1 kez okundu
Günaydın
(RUH ADAM' a: Aytolu' ya, Güntülü' ye, Nurkan' a;
garibim Hasan' a, ‘'hakgeten'' değil hakikaten İNSAN' a
ve elbette SANA gelsin!)
Güneşli bir ilkbahar sabahı...
Ağaçlar rengârenk çiçeklerle bezenmiş,
serçeler cıvıl cıvıl; daldan dala sekiyor,
karşı balkonda Nagehan teyze – yine mütebbessim -;
Şarkılarla, saksılara Hercaî Menekşe dikiyor...

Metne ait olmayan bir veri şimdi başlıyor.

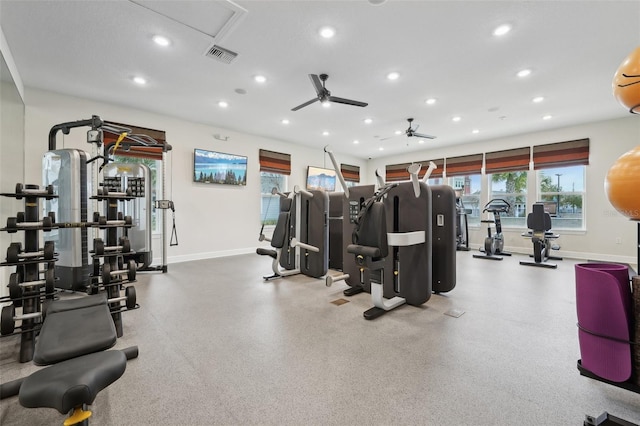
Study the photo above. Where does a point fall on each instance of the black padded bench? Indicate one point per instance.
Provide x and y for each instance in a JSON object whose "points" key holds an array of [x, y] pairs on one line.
{"points": [[73, 337]]}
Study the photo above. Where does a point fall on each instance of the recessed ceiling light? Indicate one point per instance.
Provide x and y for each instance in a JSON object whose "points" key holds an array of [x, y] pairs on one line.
{"points": [[161, 40], [502, 30], [393, 75], [327, 32], [524, 73]]}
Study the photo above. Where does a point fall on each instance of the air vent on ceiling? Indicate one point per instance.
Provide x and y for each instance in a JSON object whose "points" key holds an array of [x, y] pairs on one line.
{"points": [[221, 54]]}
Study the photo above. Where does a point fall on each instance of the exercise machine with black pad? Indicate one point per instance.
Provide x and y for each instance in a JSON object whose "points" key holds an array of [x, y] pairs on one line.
{"points": [[79, 365], [539, 224], [300, 238], [411, 219], [493, 248]]}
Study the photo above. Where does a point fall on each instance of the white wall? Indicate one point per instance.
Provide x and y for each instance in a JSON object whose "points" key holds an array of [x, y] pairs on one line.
{"points": [[608, 140], [211, 220]]}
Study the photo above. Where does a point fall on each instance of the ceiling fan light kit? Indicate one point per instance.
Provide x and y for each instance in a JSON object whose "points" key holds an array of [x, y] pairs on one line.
{"points": [[323, 95]]}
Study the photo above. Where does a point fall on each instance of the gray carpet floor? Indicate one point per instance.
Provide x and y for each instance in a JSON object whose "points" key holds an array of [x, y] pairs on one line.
{"points": [[218, 345]]}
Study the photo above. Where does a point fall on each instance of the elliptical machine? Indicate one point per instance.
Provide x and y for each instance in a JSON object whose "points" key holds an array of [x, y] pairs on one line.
{"points": [[494, 243]]}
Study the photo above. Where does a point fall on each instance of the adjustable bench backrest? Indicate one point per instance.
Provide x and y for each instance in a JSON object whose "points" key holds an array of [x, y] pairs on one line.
{"points": [[282, 225]]}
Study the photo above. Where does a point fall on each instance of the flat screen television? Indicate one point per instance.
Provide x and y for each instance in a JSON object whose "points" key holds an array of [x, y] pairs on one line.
{"points": [[321, 178], [219, 167]]}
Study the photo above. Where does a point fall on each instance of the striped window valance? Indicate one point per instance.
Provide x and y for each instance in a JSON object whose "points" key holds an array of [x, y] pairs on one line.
{"points": [[350, 173], [561, 154], [511, 160], [129, 147], [275, 162], [437, 173], [465, 165], [396, 172]]}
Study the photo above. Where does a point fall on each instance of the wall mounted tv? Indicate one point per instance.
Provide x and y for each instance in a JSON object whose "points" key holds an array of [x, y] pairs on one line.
{"points": [[320, 178], [218, 167]]}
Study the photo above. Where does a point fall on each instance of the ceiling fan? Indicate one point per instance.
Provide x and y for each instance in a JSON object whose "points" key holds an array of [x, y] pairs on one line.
{"points": [[323, 95], [412, 132]]}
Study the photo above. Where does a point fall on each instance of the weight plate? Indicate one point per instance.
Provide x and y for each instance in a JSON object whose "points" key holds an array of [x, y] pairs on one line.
{"points": [[15, 291], [7, 324], [131, 270], [49, 250], [106, 273], [126, 245], [130, 293], [98, 246], [13, 252]]}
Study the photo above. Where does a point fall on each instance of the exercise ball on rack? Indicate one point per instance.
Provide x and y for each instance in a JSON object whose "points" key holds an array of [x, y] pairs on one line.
{"points": [[627, 89], [622, 182]]}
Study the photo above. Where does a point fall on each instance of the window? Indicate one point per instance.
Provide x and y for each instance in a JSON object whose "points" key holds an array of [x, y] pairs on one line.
{"points": [[469, 188], [511, 187], [270, 203], [562, 191], [155, 169]]}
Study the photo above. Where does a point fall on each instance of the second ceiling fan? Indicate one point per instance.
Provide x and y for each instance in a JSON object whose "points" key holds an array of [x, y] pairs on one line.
{"points": [[324, 95]]}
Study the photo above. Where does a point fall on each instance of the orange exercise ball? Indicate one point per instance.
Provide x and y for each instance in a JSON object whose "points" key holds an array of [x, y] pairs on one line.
{"points": [[622, 183], [626, 82]]}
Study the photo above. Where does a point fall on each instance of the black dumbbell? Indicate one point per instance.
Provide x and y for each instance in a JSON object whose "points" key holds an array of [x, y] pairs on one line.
{"points": [[126, 221], [99, 248], [13, 224], [129, 298], [8, 318], [107, 273], [21, 190], [14, 252]]}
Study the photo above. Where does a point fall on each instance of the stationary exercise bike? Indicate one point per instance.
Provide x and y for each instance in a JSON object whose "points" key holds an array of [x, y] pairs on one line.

- Günaydın Nizamettin bey!
- Günaydın canım! ..
Nizamettin bey balkonuna branda çekiyor! ..
Yanı başında sevgili eşi / yeryüzünün en kendini beğenmişi,
belli ki bazlama yapmış: Savan silk(el) iyor! ..
Oldu mu ya Müzeyyen hanım?
Bu güzel ilkbahar sabahına
...yakıştı mı yaptığınız?
Alt katta Hayme ana
...merdivenlere oturmuş
......elinde asırlık baston
.........kim bilir ne günler görmüş;
derin derin düşünüyor! ..
Bahçede bir çift güvercin / belli ki alışkın:
erguvan ağacının altında, toprakta eşiniyor! ..
Ve komşu pencereden bir nağme yükseliyor:
‘'Bir ilkbahar sabahı güneşle uyandın mı hiç? ..''
Kaç zamandır hasret kaldığım neş' eyi hissediyorum.
Üç beş dakikalık ta olsa ara veriyorum sevdalarıma;
unutuyorum demiyorum, fark ettin mi?
Çünkü ‘'ben seni unutmak için sevmedim...''
seni, kalbimin derinliklerine hapsediyorum!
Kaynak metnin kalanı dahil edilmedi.